Support pads may be formed on the surface of the thin-film transistor layer. The support pads may be used to support the column spacers. The locations on the support pads on which the column spacers rest may be different for different column spacers. For example, some column spacers may be supported by the upper left corner of the support pads, other column spacers may be supported by the upper right corner of the support pads, other column spacers may be supported by the lower left corner of the support pads, and yet other column spacers may be supported by the lower right corner of the support pads. This distribution of column spacer support locations allows the support pad size to be reduced while ensuring adequate display support under a variety of potential lateral movement scenarios.

If desired, lateral movement blocking structures such as circular rings may be used to prevent column spacer lateral movement. The lateral movement blocking structures may and the support pads may be formed from polymer or metal (as examples).

A display may have a common electrode structure that is formed from a layer of transparent conductive material. A grid of metal lines formed on or under the transparent conductive material may be used in reducing the effective resistance of the transparent conductive material. Lateral movement blocking structures and support pads may be formed as integral portions of the grid of metal lines.

Subspacers may be formed over support pads. Contact between the subspacers and support pads that results when the surface of the display is exposed to downward force may be used to create friction that retards lateral movement of the color filter layer relative to the thin-film transistor layer. Lateral movement may also be retarded by receiving column spacers in trenches formed on a thin-film transistor layer.
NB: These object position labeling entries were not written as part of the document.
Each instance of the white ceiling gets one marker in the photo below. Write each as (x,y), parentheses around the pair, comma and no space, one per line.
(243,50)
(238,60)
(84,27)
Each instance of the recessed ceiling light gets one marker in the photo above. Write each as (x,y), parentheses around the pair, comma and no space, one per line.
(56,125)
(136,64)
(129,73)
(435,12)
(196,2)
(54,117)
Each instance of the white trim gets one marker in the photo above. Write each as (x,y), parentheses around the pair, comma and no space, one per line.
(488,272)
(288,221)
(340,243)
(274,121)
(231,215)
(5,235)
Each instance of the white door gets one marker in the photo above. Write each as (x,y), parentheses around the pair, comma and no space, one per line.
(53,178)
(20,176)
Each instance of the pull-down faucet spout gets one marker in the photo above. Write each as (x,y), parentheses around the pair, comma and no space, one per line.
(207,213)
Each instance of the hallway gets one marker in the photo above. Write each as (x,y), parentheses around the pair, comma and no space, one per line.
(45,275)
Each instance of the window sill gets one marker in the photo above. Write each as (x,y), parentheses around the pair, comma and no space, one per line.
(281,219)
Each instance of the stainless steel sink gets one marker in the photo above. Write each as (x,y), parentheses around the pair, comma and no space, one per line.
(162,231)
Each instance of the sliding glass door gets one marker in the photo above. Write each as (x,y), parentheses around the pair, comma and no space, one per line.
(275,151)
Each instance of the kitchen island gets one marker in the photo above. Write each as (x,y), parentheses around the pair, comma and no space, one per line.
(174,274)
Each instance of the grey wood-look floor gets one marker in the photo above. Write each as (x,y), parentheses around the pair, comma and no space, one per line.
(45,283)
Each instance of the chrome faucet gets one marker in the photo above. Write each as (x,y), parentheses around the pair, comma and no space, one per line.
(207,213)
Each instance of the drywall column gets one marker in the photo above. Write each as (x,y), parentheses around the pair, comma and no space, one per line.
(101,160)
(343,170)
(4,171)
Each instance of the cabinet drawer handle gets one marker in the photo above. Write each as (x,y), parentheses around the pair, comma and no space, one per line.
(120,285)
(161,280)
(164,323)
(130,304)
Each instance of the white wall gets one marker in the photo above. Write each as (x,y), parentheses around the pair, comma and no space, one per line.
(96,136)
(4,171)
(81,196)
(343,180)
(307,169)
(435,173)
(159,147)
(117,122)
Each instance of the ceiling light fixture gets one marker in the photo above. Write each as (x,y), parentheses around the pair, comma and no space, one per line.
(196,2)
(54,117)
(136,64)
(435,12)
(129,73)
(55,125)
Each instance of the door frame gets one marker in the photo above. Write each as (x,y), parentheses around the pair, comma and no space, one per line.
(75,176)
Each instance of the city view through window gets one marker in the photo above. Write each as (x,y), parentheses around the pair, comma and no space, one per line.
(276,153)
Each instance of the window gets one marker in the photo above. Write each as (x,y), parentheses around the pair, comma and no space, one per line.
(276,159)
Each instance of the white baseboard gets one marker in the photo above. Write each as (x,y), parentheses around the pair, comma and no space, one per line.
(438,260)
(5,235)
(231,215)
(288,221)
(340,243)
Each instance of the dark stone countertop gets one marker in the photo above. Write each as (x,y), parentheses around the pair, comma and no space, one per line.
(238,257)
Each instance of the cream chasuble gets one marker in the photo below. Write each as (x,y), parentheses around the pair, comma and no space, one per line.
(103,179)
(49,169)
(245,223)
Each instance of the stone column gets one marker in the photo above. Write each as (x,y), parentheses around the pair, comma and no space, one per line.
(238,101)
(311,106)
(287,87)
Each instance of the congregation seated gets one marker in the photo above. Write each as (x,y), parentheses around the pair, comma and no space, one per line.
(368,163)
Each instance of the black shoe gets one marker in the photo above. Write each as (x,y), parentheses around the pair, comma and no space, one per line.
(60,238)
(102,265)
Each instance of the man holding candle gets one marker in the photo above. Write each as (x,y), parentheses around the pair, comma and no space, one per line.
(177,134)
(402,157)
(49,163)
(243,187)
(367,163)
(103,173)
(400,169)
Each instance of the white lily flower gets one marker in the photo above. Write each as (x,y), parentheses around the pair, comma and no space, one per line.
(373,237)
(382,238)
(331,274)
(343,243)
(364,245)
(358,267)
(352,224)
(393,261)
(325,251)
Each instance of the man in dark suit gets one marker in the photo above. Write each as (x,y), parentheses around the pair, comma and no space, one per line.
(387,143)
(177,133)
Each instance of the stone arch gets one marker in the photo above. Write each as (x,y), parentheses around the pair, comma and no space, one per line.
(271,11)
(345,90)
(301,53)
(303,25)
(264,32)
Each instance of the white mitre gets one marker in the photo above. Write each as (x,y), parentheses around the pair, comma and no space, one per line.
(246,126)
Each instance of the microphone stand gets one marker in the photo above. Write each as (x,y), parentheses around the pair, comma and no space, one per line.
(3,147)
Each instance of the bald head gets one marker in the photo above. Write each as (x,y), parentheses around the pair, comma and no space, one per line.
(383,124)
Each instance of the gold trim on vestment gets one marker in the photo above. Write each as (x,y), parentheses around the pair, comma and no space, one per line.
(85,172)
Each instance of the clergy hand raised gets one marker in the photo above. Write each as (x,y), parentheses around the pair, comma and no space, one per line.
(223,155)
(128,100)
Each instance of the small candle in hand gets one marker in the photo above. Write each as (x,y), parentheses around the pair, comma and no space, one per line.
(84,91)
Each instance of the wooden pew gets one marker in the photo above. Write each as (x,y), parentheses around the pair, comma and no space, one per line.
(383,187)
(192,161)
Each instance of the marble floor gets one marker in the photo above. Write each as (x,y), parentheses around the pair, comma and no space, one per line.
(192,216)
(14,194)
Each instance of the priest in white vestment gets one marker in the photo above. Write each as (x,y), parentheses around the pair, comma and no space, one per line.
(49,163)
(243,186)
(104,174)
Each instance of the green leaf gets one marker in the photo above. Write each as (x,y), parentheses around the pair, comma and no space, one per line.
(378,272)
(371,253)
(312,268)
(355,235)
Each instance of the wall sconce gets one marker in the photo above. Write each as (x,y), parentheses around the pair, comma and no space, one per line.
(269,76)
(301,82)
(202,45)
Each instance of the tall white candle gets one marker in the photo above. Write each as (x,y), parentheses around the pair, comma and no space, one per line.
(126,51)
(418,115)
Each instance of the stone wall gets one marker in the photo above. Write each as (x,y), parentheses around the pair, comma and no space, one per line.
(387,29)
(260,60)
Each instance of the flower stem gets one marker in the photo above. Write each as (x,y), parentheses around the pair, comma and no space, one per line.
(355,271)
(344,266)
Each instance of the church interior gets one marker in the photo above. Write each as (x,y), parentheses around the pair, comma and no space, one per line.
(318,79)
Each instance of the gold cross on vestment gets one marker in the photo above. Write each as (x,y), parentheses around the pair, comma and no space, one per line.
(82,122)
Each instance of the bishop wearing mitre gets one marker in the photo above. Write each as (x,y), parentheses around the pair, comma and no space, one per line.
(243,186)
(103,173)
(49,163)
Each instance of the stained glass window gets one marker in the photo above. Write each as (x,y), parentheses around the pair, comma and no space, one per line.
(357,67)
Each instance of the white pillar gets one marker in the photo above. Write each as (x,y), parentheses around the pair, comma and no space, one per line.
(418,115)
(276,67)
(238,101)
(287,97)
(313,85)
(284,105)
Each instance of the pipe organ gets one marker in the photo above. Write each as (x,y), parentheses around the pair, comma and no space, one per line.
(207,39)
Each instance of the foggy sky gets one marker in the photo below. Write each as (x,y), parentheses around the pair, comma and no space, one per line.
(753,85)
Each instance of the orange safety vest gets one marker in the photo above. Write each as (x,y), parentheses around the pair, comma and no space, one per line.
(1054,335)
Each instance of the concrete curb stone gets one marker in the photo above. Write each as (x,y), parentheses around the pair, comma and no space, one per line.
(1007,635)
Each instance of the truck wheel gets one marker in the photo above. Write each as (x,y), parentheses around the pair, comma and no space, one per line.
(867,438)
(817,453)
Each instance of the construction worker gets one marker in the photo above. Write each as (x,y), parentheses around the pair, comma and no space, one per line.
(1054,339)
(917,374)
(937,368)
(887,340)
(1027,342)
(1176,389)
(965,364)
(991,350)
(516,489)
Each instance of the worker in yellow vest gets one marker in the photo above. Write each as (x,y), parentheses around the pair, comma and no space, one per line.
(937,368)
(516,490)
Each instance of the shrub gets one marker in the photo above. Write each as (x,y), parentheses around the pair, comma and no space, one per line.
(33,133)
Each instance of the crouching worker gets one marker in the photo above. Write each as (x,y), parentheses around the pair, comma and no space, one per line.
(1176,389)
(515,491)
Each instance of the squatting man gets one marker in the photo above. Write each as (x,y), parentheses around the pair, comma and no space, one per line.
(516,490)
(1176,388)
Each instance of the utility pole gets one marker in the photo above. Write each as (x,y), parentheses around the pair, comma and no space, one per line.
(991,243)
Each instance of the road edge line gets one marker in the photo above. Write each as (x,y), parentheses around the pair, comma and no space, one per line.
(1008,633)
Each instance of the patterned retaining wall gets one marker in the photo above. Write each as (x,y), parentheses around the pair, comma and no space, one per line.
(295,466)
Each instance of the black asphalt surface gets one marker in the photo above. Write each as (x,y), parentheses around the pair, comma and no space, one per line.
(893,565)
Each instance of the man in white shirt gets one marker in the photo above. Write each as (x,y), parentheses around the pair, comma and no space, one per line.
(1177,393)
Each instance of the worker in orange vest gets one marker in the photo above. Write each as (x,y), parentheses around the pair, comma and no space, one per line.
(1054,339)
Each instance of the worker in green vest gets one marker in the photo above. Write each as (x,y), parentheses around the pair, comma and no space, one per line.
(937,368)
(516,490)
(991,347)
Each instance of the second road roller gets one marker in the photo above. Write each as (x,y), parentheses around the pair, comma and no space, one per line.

The sidewalls of the trenches engage the column spacers so that the trenches serve as lateral movement blocking structures.

Further features of the invention, its nature and various advantages will be more apparent from the accompanying drawings and the following detailed description of the preferred embodiments.

BRIEF DESCRIPTION OF THE DRAWINGS

FIG. 1 is a perspective view of an illustrative electronic device such as a laptop computer with a display in accordance with an embodiment of the present invention.

FIG. 2 is a perspective view of an illustrative electronic device such as a handheld electronic device with a display in accordance with an embodiment of the present invention.

FIG. 3 is a perspective view of an illustrative electronic device such as a tablet computer with a display in accordance with an embodiment of the present invention.

FIG. 4 is a perspective view of an illustrative electronic device such as a computer display with display structures in accordance with an embodiment of the present invention.

FIG. 5 is a cross-sectional side view of an illustrative display in accordance with an embodiment of the present invention.

FIG. 6 is a top view of an array of display pixels in a display in accordance with an embodiment of the present invention.

FIG. 7 is a cross-sectional side view of a portion of a thin-film transistor layer in accordance with an embodiment of the present invention.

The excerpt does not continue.